Here’s something to note about Bitcoin . Behind all the noise of daily price swings, X-rated publications, and macro headlines, lies a remarkably simple indicator that has quietly evoked every major market low since 2015. Not once, but every time.
Much to the dismay of the bulls, it has yet to pull back, suggesting that the broader bear market may not be over, and the recent rebound from $65,000 to $75,000 may be a temporary rally.
The indicator
This involves two lines on the price table. There you go, no complex formula, an analysis of blockchain data is necessary.
These two lines represent the average price of Bitcoin over the last 50 and 100 weeks. They act as simple moving averages, showing short- and long-term trends in the price of Bitcoin.
Most of the time, the 50-week average is above the 100-week line. This is the natural state of markets that trend upward over time, as is the case with Bitcoin.
But sometimes, during periods of peak fear, when selling is relentless and sentiment has collapsed, the 50-week average falls below the 100-week average. This crossover is known as a bear market signal.
This has happened three times in the history of Bitcoin.
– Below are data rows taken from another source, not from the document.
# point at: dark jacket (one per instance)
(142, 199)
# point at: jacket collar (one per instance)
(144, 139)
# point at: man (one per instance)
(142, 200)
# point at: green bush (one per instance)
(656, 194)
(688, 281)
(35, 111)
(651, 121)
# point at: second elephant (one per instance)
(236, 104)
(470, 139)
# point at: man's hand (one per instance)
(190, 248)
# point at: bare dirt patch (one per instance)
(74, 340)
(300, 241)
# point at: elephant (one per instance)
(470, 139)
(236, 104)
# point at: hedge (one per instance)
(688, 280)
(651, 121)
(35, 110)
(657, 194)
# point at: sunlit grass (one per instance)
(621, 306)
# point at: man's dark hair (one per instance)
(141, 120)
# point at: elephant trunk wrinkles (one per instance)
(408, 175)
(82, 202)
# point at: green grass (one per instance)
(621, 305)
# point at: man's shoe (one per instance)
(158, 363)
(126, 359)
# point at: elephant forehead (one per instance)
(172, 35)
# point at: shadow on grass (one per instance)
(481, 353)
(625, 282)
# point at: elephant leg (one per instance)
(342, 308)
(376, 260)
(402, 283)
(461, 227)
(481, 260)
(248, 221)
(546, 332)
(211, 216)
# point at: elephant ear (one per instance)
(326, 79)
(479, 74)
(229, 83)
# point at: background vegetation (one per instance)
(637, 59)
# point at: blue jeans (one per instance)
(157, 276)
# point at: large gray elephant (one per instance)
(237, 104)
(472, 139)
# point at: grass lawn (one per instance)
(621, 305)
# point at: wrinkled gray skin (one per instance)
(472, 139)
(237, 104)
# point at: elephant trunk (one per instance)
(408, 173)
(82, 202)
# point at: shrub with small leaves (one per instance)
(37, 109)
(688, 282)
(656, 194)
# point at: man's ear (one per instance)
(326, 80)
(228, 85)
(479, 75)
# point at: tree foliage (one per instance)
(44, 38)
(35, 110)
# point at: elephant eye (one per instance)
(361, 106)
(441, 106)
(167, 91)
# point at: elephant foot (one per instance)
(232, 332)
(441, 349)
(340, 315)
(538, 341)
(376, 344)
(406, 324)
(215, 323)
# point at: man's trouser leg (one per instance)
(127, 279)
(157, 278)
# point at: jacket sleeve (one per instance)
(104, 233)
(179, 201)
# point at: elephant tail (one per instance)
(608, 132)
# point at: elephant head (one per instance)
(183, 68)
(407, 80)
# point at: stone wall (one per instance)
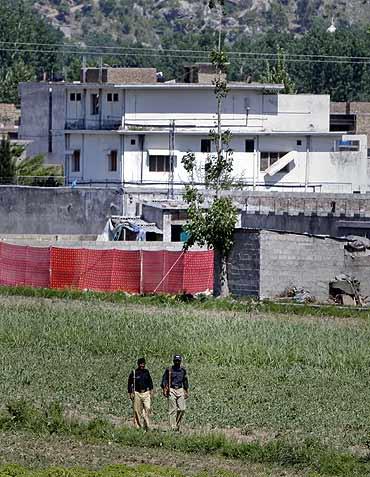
(265, 264)
(36, 210)
(298, 260)
(244, 264)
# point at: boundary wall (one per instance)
(131, 271)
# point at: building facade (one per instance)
(135, 133)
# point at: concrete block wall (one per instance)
(37, 210)
(358, 265)
(297, 260)
(244, 264)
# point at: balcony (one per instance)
(103, 124)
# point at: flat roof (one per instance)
(161, 86)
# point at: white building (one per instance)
(130, 132)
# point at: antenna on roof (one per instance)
(332, 28)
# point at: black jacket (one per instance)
(142, 382)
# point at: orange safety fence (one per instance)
(97, 270)
(24, 266)
(106, 270)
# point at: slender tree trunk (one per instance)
(221, 278)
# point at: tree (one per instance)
(213, 223)
(279, 74)
(7, 162)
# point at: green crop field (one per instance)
(255, 376)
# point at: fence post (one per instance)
(141, 272)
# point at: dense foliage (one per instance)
(167, 27)
(19, 24)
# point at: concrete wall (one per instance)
(297, 260)
(34, 210)
(265, 264)
(244, 264)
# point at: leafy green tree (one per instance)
(279, 74)
(212, 223)
(7, 162)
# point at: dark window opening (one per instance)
(249, 145)
(176, 233)
(94, 104)
(343, 122)
(347, 145)
(159, 163)
(76, 161)
(205, 145)
(113, 161)
(269, 158)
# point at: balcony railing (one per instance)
(104, 124)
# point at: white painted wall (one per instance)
(248, 113)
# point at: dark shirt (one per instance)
(143, 381)
(179, 378)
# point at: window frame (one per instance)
(205, 146)
(113, 160)
(158, 161)
(95, 104)
(254, 146)
(76, 156)
(279, 155)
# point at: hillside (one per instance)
(147, 21)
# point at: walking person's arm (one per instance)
(185, 384)
(130, 386)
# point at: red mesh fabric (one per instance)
(163, 272)
(106, 270)
(98, 270)
(24, 266)
(198, 272)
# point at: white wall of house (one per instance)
(130, 121)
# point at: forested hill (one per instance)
(156, 33)
(149, 21)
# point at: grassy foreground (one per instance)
(291, 390)
(111, 471)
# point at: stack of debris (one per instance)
(299, 295)
(345, 290)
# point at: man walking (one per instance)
(175, 387)
(140, 390)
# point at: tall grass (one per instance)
(302, 378)
(307, 455)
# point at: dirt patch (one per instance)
(30, 451)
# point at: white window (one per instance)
(113, 161)
(75, 97)
(112, 97)
(268, 158)
(76, 161)
(159, 163)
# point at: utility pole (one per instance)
(171, 147)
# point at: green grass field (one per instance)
(256, 375)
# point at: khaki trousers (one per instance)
(141, 406)
(176, 407)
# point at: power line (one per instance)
(93, 49)
(253, 56)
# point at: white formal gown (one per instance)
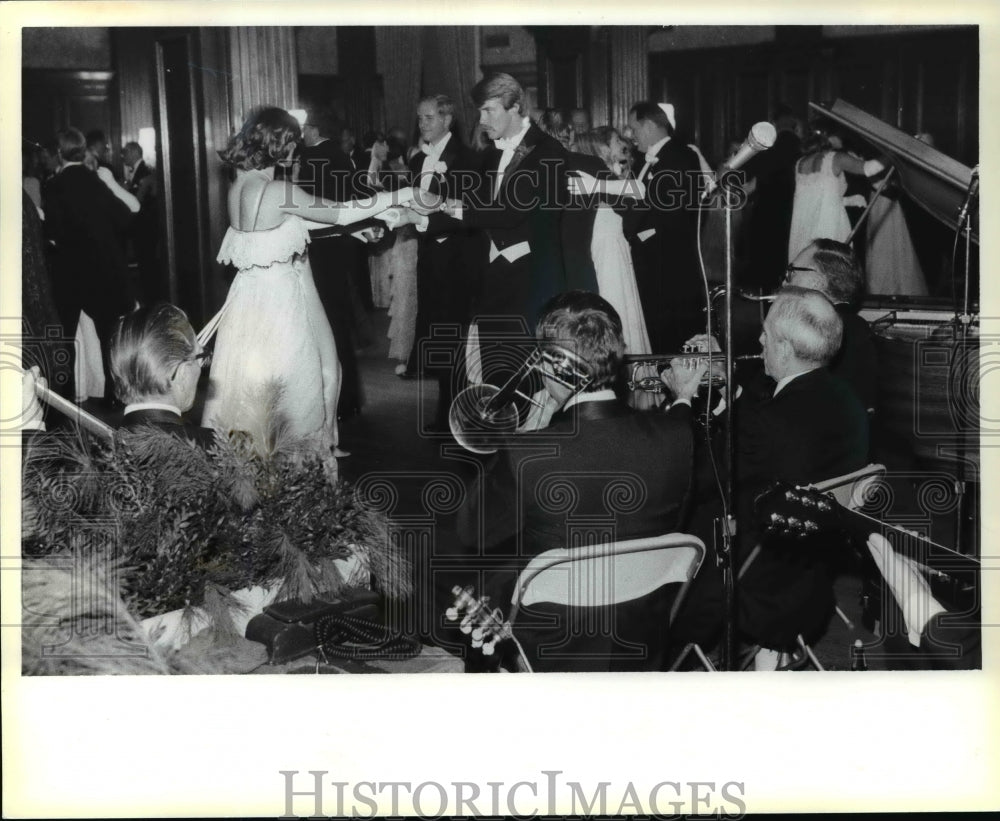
(818, 208)
(274, 332)
(616, 277)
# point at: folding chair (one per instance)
(607, 574)
(850, 491)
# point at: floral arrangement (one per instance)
(160, 523)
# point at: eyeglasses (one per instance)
(204, 358)
(791, 269)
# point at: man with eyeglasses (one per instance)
(831, 268)
(156, 362)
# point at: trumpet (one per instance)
(644, 372)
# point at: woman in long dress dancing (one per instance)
(608, 247)
(275, 365)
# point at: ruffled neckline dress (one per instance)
(275, 371)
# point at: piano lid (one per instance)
(933, 180)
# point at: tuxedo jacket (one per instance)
(600, 472)
(326, 171)
(770, 219)
(527, 208)
(142, 183)
(449, 260)
(666, 261)
(85, 221)
(814, 429)
(169, 422)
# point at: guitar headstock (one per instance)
(795, 512)
(485, 625)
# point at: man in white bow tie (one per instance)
(448, 256)
(517, 209)
(662, 227)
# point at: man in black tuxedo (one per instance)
(770, 219)
(327, 172)
(517, 208)
(831, 268)
(661, 229)
(156, 363)
(83, 221)
(812, 428)
(626, 473)
(141, 181)
(448, 259)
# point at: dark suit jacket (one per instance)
(527, 208)
(578, 227)
(85, 220)
(857, 360)
(170, 422)
(770, 219)
(814, 429)
(448, 261)
(666, 263)
(602, 471)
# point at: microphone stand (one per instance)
(725, 529)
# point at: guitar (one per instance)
(487, 627)
(787, 510)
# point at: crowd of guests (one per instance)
(92, 250)
(556, 231)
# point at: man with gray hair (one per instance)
(812, 428)
(831, 268)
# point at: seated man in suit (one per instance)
(156, 362)
(831, 268)
(600, 472)
(812, 428)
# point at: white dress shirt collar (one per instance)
(137, 406)
(436, 149)
(602, 395)
(510, 143)
(786, 379)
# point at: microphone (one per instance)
(970, 195)
(760, 138)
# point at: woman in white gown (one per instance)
(608, 247)
(275, 360)
(818, 210)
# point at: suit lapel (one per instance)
(524, 148)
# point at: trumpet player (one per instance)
(632, 468)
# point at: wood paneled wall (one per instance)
(928, 81)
Each time, it coincided with the end of a bear market, marking major price bottoms that have not been revisited since.
In other words, it is a contrary indicator, ironically marking troughs rather than deeper recessions.
Three times, three bottoms
Look at the vertical lines on the chart going back to 2015. They mark the three bearish crosses – April 2015, February 2019 and September 2022. Each occurred near the bottom phase, not precisely at the lowest point, but within the same range.
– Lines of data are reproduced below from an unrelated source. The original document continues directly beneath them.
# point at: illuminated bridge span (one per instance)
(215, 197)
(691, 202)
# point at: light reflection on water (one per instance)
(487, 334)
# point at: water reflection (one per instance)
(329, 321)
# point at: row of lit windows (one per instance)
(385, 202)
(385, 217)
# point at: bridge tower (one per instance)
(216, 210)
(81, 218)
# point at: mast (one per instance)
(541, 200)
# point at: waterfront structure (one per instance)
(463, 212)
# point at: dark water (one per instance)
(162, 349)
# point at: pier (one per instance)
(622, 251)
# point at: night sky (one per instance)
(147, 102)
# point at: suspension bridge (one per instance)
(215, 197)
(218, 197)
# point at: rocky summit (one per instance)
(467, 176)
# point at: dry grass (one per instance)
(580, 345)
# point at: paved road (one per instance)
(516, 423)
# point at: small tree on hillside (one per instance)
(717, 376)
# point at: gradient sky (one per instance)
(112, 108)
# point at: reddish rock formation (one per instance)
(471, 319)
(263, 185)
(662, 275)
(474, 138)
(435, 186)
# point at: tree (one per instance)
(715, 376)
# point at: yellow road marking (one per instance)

In 2015, BTC was considered a failed experiment. Then the crossover happened. BTC then rose from $200 to almost $20,000 in late 2017. A similar pattern occurred after the crossover in early 2019.
The crypto winter of 2022, characterized by several bankruptcies and scams, has broken investor confidence. The downward trend, however, petered out after the crossover in September. BTC bottomed out over the past few months and subsequently recorded a rise to $126,000 in October 20205.
Each of these increases has generated returns far superior to those of stocks and other major asset classes.
What does it say now?
As of April 17, the crossover has not occurred.
Bitcoin has declined sharply from its October high of over $126,000 to around $75,000, briefly reaching $60,000 in early February. As a result, the two averages are getting closer, but the 50-week average remains higher than the 100-week average.
The takeaway: If history is to be believed, the broader bear market may still be intact and could get worse before it finds a floor. This also means that the recent rebound towards $75,000 is likely a temporary rally rather than the start of a true bull market.
That said, historical models are just that – models – and they do not guarantee future results. If U.S. stocks, already at record highs, continue to advance, institutional demand for Bitcoin ETFs could strengthen, potentially supporting higher prices.